Each SourceReader is executed in an independent thread. As long as we ensure that the splits assigned by the SourceSplitCoordinator to different SourceReader do not overlap, the developer doesn't consider any concurrency details during the execution cycle of SourceReader. You only need to pay attention to how to read data from the constructed split, then complete the data type conversion, and convert the external data type into BitSail’s Row type and pass it downstream.

Reader example

public class FakeSourceReader extends SimpleSourceReaderBase<Row> {

  private final BitSailConfiguration readerConfiguration;
  private final TypeInfo<?>[] typeInfos;

  private final transient int totalCount;
  private final transient RateLimiter fakeGenerateRate;
  private final transient AtomicLong counter;

  private final FakeRowGenerator fakeRowGenerator;

  public FakeSourceReader(BitSailConfiguration readerConfiguration, Context context) {
    this.readerConfiguration = readerConfiguration;
    this.typeInfos = context.getTypeInfos();
    this.totalCount = readerConfiguration.get(FakeReaderOptions.TOTAL_COUNT);
    this.fakeGenerateRate = RateLimiter.create(readerConfiguration.get(FakeReaderOptions.RATE));
    this.counter = new AtomicLong();
    this.fakeRowGenerator = new FakeRowGenerator(readerConfiguration, context.getIndexOfSubtask());
  }

  @Override
  public void pollNext(SourcePipeline<Row> pipeline) throws Exception {
    fakeGenerateRate.acquire();
    pipeline.output(fakeRowGenerator.fakeOneRecord(typeInfos));
  }

  @Override
  public boolean hasMoreElements() {
    return counter.incrementAndGet() <= totalCount;
  }
}

Sink Connector

Introduction

  • Sink: life cycle management of data writing components, mainly responsible for interaction with the framework, framing jobs, it does not participate in the actual execution of jobs.
  • Writer: responsible for writing the received data to external storage.
  • WriterCommitter (optional): Commit the data to complete the two-phase commit operation; realize the semantics of exactly-once.
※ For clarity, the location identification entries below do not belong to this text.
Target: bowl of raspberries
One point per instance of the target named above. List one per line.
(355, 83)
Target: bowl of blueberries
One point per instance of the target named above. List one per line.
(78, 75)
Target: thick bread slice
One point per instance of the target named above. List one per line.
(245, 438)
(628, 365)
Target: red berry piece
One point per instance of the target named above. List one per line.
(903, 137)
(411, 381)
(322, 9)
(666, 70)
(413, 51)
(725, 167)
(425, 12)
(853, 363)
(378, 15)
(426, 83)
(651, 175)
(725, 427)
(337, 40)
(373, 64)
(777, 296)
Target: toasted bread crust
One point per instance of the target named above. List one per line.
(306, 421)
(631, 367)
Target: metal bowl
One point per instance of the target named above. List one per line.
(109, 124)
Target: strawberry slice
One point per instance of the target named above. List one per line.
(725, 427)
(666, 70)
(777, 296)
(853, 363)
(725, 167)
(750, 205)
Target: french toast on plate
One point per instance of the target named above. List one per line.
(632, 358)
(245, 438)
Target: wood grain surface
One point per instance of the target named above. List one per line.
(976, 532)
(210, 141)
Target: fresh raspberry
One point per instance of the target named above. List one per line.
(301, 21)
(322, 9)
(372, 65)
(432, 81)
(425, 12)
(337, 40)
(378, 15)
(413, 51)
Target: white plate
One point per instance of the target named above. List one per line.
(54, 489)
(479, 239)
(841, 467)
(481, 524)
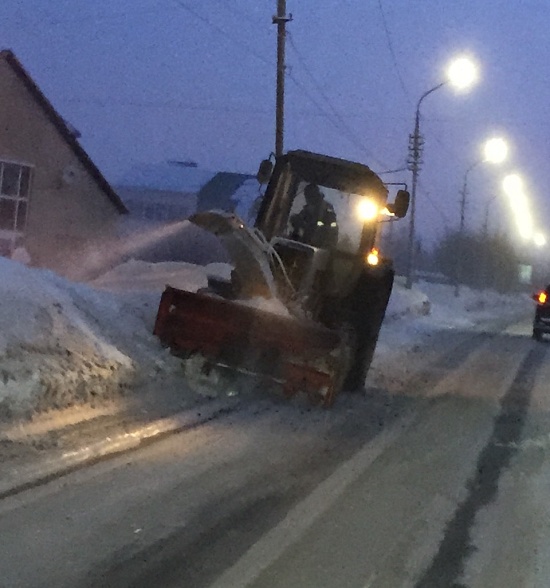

Developers first need to create a Sink class and implement the Sink interface, which is mainly responsible for the life cycle management of the data writing component and the construction of the job. Define the configuration of writerConfiguration through the configure method, perform data type conversion through the createTypeInfoConverter method, and write the internal type conversion to the external system, the same as the Source part. Then we define the Writer class to implement the specific data writing logic. When the write method is called, the BitSail Row type writes the data into the cache queue, and when the flush method is called, the data in the cache queue is flushed to the target data source.

Writer example

public class PrintWriter implements Writer<Row, String, Integer> {
  private static final Logger LOG = LoggerFactory.getLogger(PrintWriter.class);

  private final int batchSize;
  private final List<String> fieldNames;

  private final List<String> writeBuffer;
  private final List<String> commitBuffer;

  private final AtomicInteger printCount;

  public PrintWriter(int batchSize, List<String> fieldNames) {
    this(batchSize, fieldNames, 0);
  }

  public PrintWriter(int batchSize, List<String> fieldNames, int alreadyPrintCount) {
    Preconditions.checkState(batchSize > 0, "batch size must be larger than 0");
    this.batchSize = batchSize;
    this.fieldNames = fieldNames;
    this.writeBuffer = new ArrayList<>(batchSize);
    this.commitBuffer = new ArrayList<>(batchSize);
    printCount = new AtomicInteger(alreadyPrintCount);
  }

  @Override
  public void write(Row element) {
    String[] fields = new String[element.getFields().length];
    for (int i = 0; i < element.getFields().length; ++i) {
      fields[i] = String.format("\"%s\":\"%s\"", fieldNames.get(i), element.getField(i).toString());
    }

    writeBuffer.add("[" + String.join(",", fields) + "]");
    if (writeBuffer.size() == batchSize) {
      this.flush(false);
    }
    printCount.incrementAndGet();
  }

  @Override
  public void flush(boolean endOfInput) {
    commitBuffer.addAll(writeBuffer);
    writeBuffer.clear();
    if (endOfInput) {
      LOG.info("all records are sent to commit buffer.");
    }
  }

  @Override
  public List<String> prepareCommit() {
    return commitBuffer;
  }

  @Override
  public List<Integer> snapshotState(long checkpointId) {
    return Collections.singletonList(printCount.get());
  }
}

Register the connector into the configuration file

Register a configuration file for your connector so that the framework can dynamically discover it at runtime. The configuration file is defined as follows:

Taking hive as an example, developers need to add a json file in the resource directory. The example name is bitsail-connector-hive.json, as long as it does not overlap with other connectors.

{
  "name": "bitsail-connector-hive",
  "classes": [
    "com.bytedance.bitsail.connector.hive.source.HiveSource",
    "com.bytedance.bitsail.connector.hive.sink.HiveSink"
  ],
  "libs": [
    "bitsail-connector-hive-${version}.jar"
  ]
}

Test module

In the module where the Source or Sink connector is located, add an ITCase test case, and then support it according to the following process.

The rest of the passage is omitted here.